Hidden Costs That Change the Picture
Connection fees
Services with per-call connection fees look cheaper on per-minute rates but become expensive when you make many short calls. Always calculate total cost as: (calls × connection fee) + (minutes × per-minute rate).
Credit expiry
A service with $0.05/min rates and 90-day credit expiry can cost more per year than a service with $0.10/min rates and no expiry — if you do not call often enough to use credits before they expire.
Forced subscriptions
Some services default to auto-renewing subscriptions. Read the signup flow carefully and look for the pay-as-you-go option explicitly.

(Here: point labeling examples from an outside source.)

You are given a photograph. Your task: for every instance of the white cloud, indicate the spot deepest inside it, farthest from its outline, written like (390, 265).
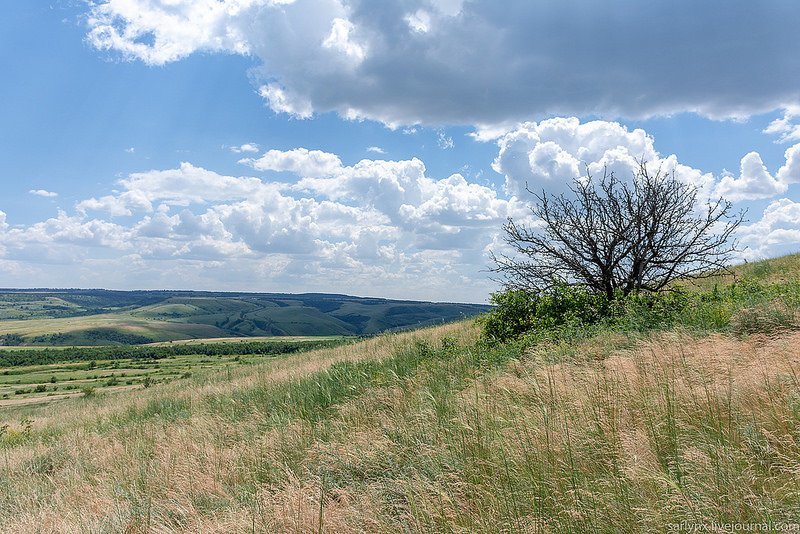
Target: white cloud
(43, 193)
(787, 128)
(378, 227)
(247, 147)
(300, 161)
(444, 141)
(777, 233)
(282, 102)
(481, 62)
(340, 38)
(182, 186)
(755, 181)
(550, 154)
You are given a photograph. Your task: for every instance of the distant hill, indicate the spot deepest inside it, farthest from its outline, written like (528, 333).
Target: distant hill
(100, 317)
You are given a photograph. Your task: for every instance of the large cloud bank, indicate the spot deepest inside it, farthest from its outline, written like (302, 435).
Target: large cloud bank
(482, 62)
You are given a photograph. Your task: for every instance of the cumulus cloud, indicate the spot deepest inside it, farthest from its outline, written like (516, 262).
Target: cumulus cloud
(777, 233)
(787, 128)
(550, 154)
(245, 148)
(378, 227)
(755, 181)
(482, 62)
(182, 186)
(43, 193)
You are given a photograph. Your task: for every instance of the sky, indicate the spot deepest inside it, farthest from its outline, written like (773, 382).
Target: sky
(369, 148)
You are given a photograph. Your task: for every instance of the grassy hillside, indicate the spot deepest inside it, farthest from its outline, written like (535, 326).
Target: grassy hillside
(96, 317)
(644, 427)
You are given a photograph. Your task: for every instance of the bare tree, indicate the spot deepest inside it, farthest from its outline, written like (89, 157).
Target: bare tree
(614, 237)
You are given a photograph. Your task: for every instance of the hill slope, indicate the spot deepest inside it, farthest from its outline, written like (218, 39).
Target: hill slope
(632, 429)
(92, 317)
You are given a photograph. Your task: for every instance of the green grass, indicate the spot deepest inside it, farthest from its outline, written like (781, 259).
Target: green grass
(639, 426)
(89, 317)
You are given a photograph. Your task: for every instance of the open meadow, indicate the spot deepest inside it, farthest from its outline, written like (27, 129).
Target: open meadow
(617, 428)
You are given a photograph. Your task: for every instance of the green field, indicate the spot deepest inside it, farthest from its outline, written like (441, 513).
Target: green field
(95, 317)
(91, 370)
(646, 421)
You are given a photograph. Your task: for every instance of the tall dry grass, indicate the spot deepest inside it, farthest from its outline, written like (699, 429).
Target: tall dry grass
(429, 432)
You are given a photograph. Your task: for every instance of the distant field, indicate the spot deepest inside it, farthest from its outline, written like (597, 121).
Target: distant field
(98, 317)
(96, 369)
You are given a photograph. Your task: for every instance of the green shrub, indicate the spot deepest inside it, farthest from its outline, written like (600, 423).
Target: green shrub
(744, 307)
(519, 312)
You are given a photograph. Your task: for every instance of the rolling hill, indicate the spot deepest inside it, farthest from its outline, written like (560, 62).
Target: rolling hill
(100, 317)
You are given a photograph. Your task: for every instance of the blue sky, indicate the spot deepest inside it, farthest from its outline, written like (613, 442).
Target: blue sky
(370, 148)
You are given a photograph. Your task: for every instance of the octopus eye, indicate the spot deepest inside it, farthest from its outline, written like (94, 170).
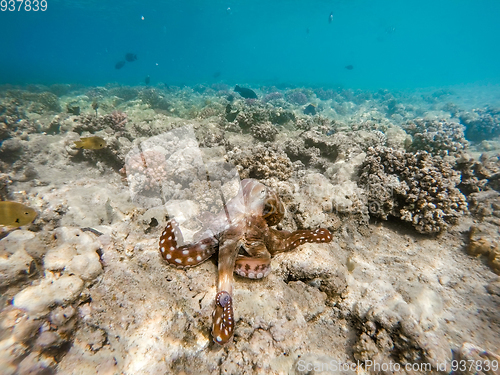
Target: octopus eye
(223, 299)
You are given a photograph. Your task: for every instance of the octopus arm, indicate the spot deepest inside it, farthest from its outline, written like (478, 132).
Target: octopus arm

Which Service Should You Choose?
For US-based callers to India, Brazil, or Mexico: Google Voice is likely the cheapest option. Rates are $0.01–0.02/min with no hidden fees.
For mobile callers who want the lowest rates globally: Rebtel or Yolla offer the deepest discounts to most destinations and require no subscription.
For calling from a laptop or desktop without an app: MinuteWise works entirely in a browser. Rates are not always the absolute lowest, but the zero-installation experience is unmatched.
For infrequent callers worried about credit expiry: MinuteWise credits do not expire. For occasional callers, this is a meaningful advantage over services with 90- or 180-day expiry.
For calling North Africa or less common destinations: Compare rates directly. MinuteWise, Rebtel, and specialist services like Lebara all have distinct rate tables.
The international calling market is competitive enough that no single service wins on every destination. The practical approach: pick one service, make a $5–10 test deposit, and call your most common destinations. Evaluate quality and actual cost over a month before committing to larger top-ups.
Start with MinuteWise — $5 minimum, no expiry, no app
Frequently Asked Questions
Is pay-per-minute always cheaper than a subscription?
It depends on how many calls you make. Pay-per-minute is cheaper if you call fewer than 2–3 hours per month to a specific country. Subscriptions become cost-effective for daily calling to the same destination.
Do rates change frequently?
VoIP rates are reviewed periodically and can change without notice. Save this page and check current rates on the provider's pricing page before large top-ups.
Can I use multiple services for different destinations?
Yes, and this is often the optimal strategy. Use the cheapest service for each major calling corridor. Maintaining a small balance on two services is not burdensome.
What about calling cards?
Physical and virtual calling cards often advertise very low per-minute rates but include connection fees, maintenance fees, and unfavorable rounding. The effective rate after all fees is typically 2–5x the advertised rate. VoIP services with transparent pricing are generally better value.